No início de 2026, a China havia construído o que se acredita ser a maior reserva estratégica de petróleo (REP) do mundo, com cerca de 1,0 a 1,2 bilhão de barris — o equivalente a 100–130 dias de cobertura de importação marítima . Essa reserva foi acumulada a um custo abaixo do mercado, estocando petróleo sancionado e com desconto do Irã, Rússia e Venezuela .
Durante a guerra, a China reduziu as compras de petróleo bruto em mais de um terço, recorrendo à sua REP e a reservas comerciais. A retirada de estoques comerciais foi, em média, de cerca de 1 milhão de barris por dia, de acordo com estimativas da Vortexa, Kpler e Energy Aspects . Essa jogada ajudou diretamente a impedir que os preços globais do petróleo subissem ainda mais — a CNBC reportou que a queda nas importações chinesas teve "um papel crucial na prevenção de uma escalada maior dos preços" .
Nos dois meses que antecederam o conflito, a China aumentou significativamente suas aquisições de petróleo, acelerando as compras como um hedge deliberado contra a esperada disrupção geopolítica . O New York Times observou que Pequim vinha "aumentando suas reservas estratégicas, mesmo com o consumo nacional de petróleo em declínio" antes da guerra .

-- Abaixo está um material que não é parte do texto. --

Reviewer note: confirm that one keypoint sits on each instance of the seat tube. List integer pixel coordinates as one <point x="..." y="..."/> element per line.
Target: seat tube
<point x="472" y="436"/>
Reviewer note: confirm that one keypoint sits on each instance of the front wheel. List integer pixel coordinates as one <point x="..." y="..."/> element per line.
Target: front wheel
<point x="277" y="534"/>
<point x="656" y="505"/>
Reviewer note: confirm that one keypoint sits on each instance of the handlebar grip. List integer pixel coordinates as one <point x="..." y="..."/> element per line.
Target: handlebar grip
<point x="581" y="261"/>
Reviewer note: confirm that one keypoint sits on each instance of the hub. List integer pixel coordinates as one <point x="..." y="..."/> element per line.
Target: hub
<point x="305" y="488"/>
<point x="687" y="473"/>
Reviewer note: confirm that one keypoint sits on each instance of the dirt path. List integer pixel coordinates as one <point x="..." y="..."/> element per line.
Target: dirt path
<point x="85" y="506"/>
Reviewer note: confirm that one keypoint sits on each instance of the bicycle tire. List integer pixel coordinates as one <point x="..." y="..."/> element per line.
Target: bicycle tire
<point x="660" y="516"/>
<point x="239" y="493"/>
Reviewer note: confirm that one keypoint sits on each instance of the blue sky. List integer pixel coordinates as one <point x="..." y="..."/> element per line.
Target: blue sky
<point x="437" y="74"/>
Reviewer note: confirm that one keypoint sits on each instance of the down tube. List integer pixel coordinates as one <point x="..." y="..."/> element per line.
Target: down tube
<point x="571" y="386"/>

As importações de petróleo bruto da China vindas do Golfo caíram 25% em março de 2026 em comparação com o ano anterior . Pequim rapidamente migrou para o petróleo russo através do oleoduto Leste-Sibéria-Oceano Pacífico (ESPO), que percorre todo o trajeto por terra, do interior da Rússia até o nordeste da China, contornando completamente o gargalo de Ormuz . As importações de petróleo bruto russo aumentaram 13% em março na comparação anual . A China também adquiriu um volume recorde de petróleo brasileiro no mesmo período .
A crise acelerou a mudança estratégica da China, que deixou de depender de gargalos marítimos para adotar corredores energéticos continentais vindos da Rússia e da Ásia Central — uma tendência que analistas descreveram como um "catalisador" para a política energética de longo prazo .
Além da REP formal, a China mantinha cerca de 46 milhões de barris adicionais de petróleo bruto iraniano armazenados em navios-tanque da "frota sombria" (dark fleet) e em centros de armazenagem alfandegada em Dalian e Zhoushan, garantindo um estoque extra .
Em 26 de março, o Irã anunciou que navios de propriedade da China, Rússia, Índia, Iraque e Paquistão teriam permissão para transitar pelo Estreito de Ormuz, mesmo com os navios ocidentais bloqueados . Isso deu à China uma vantagem logística única que concorrentes como Japão e Coreia do Sul não tiveram.
A China também controlou a demanda interna priorizando uma menor utilização das refinarias e limitando as exportações de combustível, conservando o petróleo bruto para uso doméstico . A rede de refinarias independentes do país, conhecidas como "teapots" (pequenas refinarias), mostrou-se flexível no ajuste das taxas de processamento, ajudando a amortecer o mercado interno .
O petróleo Brent saltou de 10 a 13%, para cerca de US$ 80–82 o barril em 2 de março, e os preços continuaram subindo à medida que o bloqueio persistia . Em junho, os preços do petróleo haviam subido cerca de 30% desde 28 de fevereiro . A interrupção foi descrita como "o maior choque de oferta de petróleo da história" . A redução das importações chinesas e o uso de sua REP foram um fator-chave para manter os preços globais do petróleo abaixo de US$ 100/ barril até meados de 2026 .
O IRGC usou drones, mísseis balísticos e minas navais para ameaçar e atacar embarcações, tornando o seguro de trânsito indisponível ou proibitivamente caro . Os militares dos EUA lançaram operações em março para reabrir a rota de navegação, mas o tráfego continuou severamente interrompido . Em 11 de junho, o Irã declarou formalmente o Estreito completamente fechado para todos os petroleiros e navios comerciais .
Surgiram escassez em toda a Ásia, da Tailândia ao Paquistão, à medida que as economias dependentes do Golfo ficavam sem suprimentos . O Irã também atacou a infraestrutura de GNL do Catar em retaliação, interrompendo os mercados globais de gás natural .
A vantagem da China foi relativa. Ela se isolou melhor do que seus pares, mas não ficou imune. O The Diplomat observou que a China "continua exposta a cadeias de suprimentos externas que não controla" e que sua vulnerabilidade central — a dependência de rotas marítimas cuja segurança é determinada pelo poder naval dos EUA — não foi eliminada . Dados específicos sobre os impactos no comércio de fertilizantes e números precisos de previsões de crescimento do FMI não estavam disponíveis nas evidências capturadas.